[De Nietsnut (vervolg)]
steevast, mèt de droge en naar het muffe neigende lucht van de air-conditioning en de dito muzaktonen, een gevoel van ontgoocheling. Hij is zo'n starre optimist dat zijn voorstelling van kantoor na al die jaren nog steeds niet aan de werkelijkheid beantwoordt. Zonder hem aan te kijken zwaait hij met zijn hoed naar de portier. 's Mans argwaan groeit voelbaar. Vroeg of laat zal hij hem vragen wat hij daar bij zich heeft. Wat? Dat ketsende geluiden voortbrengende voorwerp dat u dagelijks onder uw regenjas vervoert, meneer Goudvis. O, dat? Dat is een vogel, Cerberus. Vogel in kooi. Nachtvogel. Slaapt nu. Ssst. Laat hem niet graag alleen. Watervogel, uit poolstreken. Heeft iets van een uil, heeft ook iets van een albatros. Uniek vanwege zijn metalige gesnurk. Môgge, Cerberus. Mag zo'n geüniformeerde bewakingsdienstemployee eigenlijk fouilleren?
De Tielsche van 1847, het bedrijf waarbij hij het in zevenentwintig jaar heeft weten te brengen van veelbelovend jongmens tot vijfde wiel aan de wagen, huist op de tiende verdieping. De receptioniste verwelkomt hem als gebruikelijk. ‘U bent weer te laat voor de koffie, meneer Goudvis.’ Hij is zich er pijnlijk van bewust dat hij voor het lagere personeel een slecht voorbeeld moet zijn en maakt er een punt van, ook al vanwege de koelemmer, om altijd in haast te arriveren. Op zijn kamer deponeert hij hoed, regenjas en emmer snel in de kast. Uitvoerig handenwrijven, waarbij hij onwillekeurig moet grijnzen. Een blik op zijn bureau. Niets. Leeg. Een lichte paniek bevangt hem, vrees dat het hem niet zal lukken (kom, kom, dat valt wel mee) die vier uur hier door te komen (de tijd verstrijkt immers vanzelf). Hij kijkt uit het raam. Boven Buitenveldert en Amstelveen breekt een blauw gat in de vaalwitte hemel en onmiddellijk rijst zoemend tussen de dubbele ruiten de automatische zonwering omhoog. Wanneer die met een klik tot stilstand komt is het in de kamer koel en schemerig als in een grafkelder. Hij kan òf het licht aanmaken, òf de zonwering laten zakken door op een knop onder de vensterbank te drukken, maar doet geen van beide. Hij voelt zich bij nader inzien toch niet erg expansief vandaag. De duisternis bevalt hem.
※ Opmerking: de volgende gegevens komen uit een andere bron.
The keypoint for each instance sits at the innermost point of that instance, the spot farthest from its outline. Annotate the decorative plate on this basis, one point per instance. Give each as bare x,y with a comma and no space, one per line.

Uit de kast pakt hij een glas, dat door een rij ordners aan het gezicht onttrokken wordt, en schenkt zich in.
Wat nu? Op de een of andere manier moet hij zijn aanwezigheid kenbaar maken. Hij zou bij de directiesecretaresse kunnen binnenwippen, of nee, hij kan haar beter even bellen, om te vragen of er nog iets is. Is er nog iets, mevrouw Dieckhoff, iets dringends, een zaak die mijn onmiddellijke attentie vereist? Of misschien hebt u iets dat, hoewel het niet als uiterst dringend, toch als belangrijk kan worden aangemerkt? Iets onbelangrijks dan? Tien tegen één dat ze hem, volop genietend van haar medelijden - ze is niet alleen van alles op de hoogte, maar leeft bovendien met iedereen mee - zou zeggen dat ze, helaas, momenteel niets voor hem had, maar hem zou waarschuwen zodra zich iets, van welke aard dan ook, zou voordoen. Die vernedering bespaart hij zich liever. Wat hij ook zou kunnen doen natuurlijk is naar het toilet gaan en dan de omweg langs de postvakken nemen. Wie weet zal hij Bethlem dan tegen het lijf lopen. Bethlem is vermaard om zijn bakken. Dan zou hij kunnen uitbarsten in een onbedaarlijk gelach. Een homerisch geschater. Dat is een prima idee. Hij leegt zijn glas, zet het weer achter de ordners en begeeft zich op weg.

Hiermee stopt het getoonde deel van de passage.